Tesla is pushing back against the unfair reporting of accidents involving its vehicles. Many media outlets were quick to jump to conclusions about a fatal accident involving a Tesla in Katy, Texas, that happened recently.

The driver of the vehicle, which slammed into a brick house and killed a woman inside, stated the car was operating on Autopilot. Tesla CEO Elon Musk and Head of AI Ashok Elluswamy both challenged that claim, with Elluswamy revealing last night that the system was overridden by the driver, who pressed the accelerator pedal “all the way to 100%.”

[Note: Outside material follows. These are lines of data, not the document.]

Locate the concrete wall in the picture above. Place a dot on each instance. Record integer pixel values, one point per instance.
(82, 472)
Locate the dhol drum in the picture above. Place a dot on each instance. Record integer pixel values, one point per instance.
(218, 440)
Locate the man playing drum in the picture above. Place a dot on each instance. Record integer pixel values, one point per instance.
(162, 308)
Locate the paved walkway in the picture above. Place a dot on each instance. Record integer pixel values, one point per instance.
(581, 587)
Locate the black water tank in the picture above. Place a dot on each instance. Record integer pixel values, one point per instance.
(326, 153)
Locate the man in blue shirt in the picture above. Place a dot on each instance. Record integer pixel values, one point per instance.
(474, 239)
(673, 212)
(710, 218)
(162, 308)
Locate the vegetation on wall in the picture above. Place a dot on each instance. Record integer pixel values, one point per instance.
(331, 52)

Tesla finally clarifies fatal Texas crash, confirms driver manually overrode acceleration

The car reached a speed of 73 MPH during the crash, Elluswamy detailed, and stated that the accelerator pedal was even pressed after the crash.

The story has been spread throughout the media with either incomplete or incorrect reporting, with some stories still not updated nearly 24 hours after Musk and Elluswamy posted answers about the crash on X.

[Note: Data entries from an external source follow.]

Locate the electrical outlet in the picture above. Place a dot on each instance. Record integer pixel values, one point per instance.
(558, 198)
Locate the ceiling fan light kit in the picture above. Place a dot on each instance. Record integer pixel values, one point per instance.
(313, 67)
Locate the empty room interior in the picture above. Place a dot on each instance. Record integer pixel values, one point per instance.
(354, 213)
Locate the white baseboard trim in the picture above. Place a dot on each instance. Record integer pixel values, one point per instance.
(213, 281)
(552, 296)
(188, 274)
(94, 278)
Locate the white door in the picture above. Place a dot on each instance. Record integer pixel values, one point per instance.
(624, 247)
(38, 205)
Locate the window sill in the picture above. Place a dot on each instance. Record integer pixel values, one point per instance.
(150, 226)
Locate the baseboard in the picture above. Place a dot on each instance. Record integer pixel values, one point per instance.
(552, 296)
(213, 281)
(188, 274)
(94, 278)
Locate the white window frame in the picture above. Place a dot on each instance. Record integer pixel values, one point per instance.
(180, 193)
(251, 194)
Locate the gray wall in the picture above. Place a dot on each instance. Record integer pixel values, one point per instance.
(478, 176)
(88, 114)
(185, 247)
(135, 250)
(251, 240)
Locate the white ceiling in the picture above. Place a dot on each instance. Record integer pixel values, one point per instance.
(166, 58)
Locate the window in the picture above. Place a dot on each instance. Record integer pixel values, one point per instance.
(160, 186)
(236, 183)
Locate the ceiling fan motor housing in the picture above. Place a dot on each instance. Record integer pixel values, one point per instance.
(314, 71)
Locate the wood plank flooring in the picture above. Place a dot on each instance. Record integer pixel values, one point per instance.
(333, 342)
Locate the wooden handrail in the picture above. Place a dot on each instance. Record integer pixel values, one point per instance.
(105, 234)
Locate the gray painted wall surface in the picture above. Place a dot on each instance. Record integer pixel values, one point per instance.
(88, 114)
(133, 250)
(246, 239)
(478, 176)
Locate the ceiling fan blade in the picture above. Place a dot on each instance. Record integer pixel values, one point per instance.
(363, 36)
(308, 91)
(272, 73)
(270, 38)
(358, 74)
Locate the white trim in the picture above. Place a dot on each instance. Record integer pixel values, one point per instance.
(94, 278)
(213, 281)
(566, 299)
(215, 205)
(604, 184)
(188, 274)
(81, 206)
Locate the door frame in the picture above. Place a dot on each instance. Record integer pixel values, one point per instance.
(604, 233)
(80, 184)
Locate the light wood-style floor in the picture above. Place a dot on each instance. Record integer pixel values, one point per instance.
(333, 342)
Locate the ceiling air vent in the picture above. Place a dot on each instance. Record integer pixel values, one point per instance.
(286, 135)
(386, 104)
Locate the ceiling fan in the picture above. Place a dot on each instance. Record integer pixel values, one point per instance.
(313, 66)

The reporting has been a thorn in the side of Tesla for several years. Vehicle accidents involving Teslas are usually reported with the manufacturer’s name in the headline, while other companies are free of criticism when their cars are involved in accidents.

Here’s an example of that:

Many media outlets stated the car was in “self-driving mode” or “Autopilot mode” when the car crashed. The truth is, now that Tesla has chimed in, that the driver had manually overriden the system by pressing the accelerator. Elluswamy commented on the unfair reporting:

“This blatantly irresponsible reporting does more harm to people than they realize.

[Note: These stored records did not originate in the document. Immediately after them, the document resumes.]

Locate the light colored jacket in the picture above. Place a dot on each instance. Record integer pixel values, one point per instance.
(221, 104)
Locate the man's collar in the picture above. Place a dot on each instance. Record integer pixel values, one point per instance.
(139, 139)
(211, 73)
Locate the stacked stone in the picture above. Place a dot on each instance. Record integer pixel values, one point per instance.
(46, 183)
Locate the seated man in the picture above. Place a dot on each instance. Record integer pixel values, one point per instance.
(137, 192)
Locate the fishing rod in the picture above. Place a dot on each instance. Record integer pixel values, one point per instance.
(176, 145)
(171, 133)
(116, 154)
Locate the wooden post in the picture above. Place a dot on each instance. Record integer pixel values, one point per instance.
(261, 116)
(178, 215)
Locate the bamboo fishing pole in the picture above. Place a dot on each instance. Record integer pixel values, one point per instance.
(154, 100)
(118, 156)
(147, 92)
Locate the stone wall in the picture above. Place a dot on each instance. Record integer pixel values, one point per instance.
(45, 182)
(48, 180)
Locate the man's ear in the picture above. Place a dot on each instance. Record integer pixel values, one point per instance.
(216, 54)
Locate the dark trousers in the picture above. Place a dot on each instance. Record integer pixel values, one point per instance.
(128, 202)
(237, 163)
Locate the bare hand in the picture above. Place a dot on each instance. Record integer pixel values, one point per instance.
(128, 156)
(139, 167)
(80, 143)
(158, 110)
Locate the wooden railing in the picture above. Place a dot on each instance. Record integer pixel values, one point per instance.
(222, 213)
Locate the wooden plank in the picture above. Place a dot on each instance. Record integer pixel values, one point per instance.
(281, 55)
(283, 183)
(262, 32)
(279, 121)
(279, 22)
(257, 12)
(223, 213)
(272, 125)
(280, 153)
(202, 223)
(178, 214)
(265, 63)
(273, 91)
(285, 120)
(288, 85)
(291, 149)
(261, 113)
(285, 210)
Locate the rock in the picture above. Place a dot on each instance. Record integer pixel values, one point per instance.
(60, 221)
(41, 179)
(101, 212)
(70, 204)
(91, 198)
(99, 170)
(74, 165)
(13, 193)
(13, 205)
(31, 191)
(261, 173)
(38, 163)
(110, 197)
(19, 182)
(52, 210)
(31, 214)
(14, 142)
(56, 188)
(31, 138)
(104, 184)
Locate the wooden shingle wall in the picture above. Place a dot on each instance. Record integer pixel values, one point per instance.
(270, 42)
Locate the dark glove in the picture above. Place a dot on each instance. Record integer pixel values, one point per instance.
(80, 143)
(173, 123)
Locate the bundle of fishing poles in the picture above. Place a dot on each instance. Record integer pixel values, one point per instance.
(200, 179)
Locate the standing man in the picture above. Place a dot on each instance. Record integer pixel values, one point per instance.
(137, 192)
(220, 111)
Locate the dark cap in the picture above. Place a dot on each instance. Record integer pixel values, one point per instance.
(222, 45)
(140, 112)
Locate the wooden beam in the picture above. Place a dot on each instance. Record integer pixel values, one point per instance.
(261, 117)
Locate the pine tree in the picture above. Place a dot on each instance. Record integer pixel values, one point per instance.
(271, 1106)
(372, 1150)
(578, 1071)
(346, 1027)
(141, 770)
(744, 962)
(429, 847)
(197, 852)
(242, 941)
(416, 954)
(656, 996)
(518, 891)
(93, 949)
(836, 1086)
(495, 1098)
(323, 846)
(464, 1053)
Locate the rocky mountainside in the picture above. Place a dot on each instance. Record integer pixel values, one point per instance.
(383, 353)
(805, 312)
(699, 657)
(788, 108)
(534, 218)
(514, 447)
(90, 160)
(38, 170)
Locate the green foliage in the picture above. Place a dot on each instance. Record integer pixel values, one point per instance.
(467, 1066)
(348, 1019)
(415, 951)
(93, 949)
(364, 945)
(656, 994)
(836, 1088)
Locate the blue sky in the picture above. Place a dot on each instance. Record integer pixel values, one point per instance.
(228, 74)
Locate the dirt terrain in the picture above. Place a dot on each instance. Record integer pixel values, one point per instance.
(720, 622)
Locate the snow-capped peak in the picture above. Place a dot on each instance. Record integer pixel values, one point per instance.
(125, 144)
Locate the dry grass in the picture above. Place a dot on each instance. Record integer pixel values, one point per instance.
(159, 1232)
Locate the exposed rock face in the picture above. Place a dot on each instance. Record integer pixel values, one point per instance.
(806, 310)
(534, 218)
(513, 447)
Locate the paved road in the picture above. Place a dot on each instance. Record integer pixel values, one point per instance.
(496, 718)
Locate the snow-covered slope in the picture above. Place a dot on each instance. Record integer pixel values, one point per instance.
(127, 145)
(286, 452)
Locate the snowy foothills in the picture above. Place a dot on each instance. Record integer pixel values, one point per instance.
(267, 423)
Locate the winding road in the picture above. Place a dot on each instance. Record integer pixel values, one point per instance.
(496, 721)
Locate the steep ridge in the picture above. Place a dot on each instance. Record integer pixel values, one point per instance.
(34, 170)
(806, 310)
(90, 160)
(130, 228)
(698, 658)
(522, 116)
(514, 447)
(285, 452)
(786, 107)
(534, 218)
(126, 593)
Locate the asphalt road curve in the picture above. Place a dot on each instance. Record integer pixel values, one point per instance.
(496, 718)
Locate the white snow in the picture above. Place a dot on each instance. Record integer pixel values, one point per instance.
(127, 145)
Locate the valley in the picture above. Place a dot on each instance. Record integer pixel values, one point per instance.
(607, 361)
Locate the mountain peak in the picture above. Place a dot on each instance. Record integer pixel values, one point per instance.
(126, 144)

Using Tesla self-driving is far safer than manual driving, and this was measured over 10B miles.

Planting such FUD in the minds of general public, who might not know the all the facts, might prevent them from using this technology that makes them safer.”

The damage these headlines do to Tesla and the self-driving car movement is unexplainable. Most people do not realize the safeguards that are in place with Tesla’s self-driving functions; many people who have used it know the car would never travel at that speed in a residential area, not even on the most aggressive “Mad Max” setting.

It is important to remember that Tesla Full Self-Driving is not autonomous, and the company never claimed it was. Drivers are still responsible for paying attention and remaining vigilant. They must be able to take over at all times.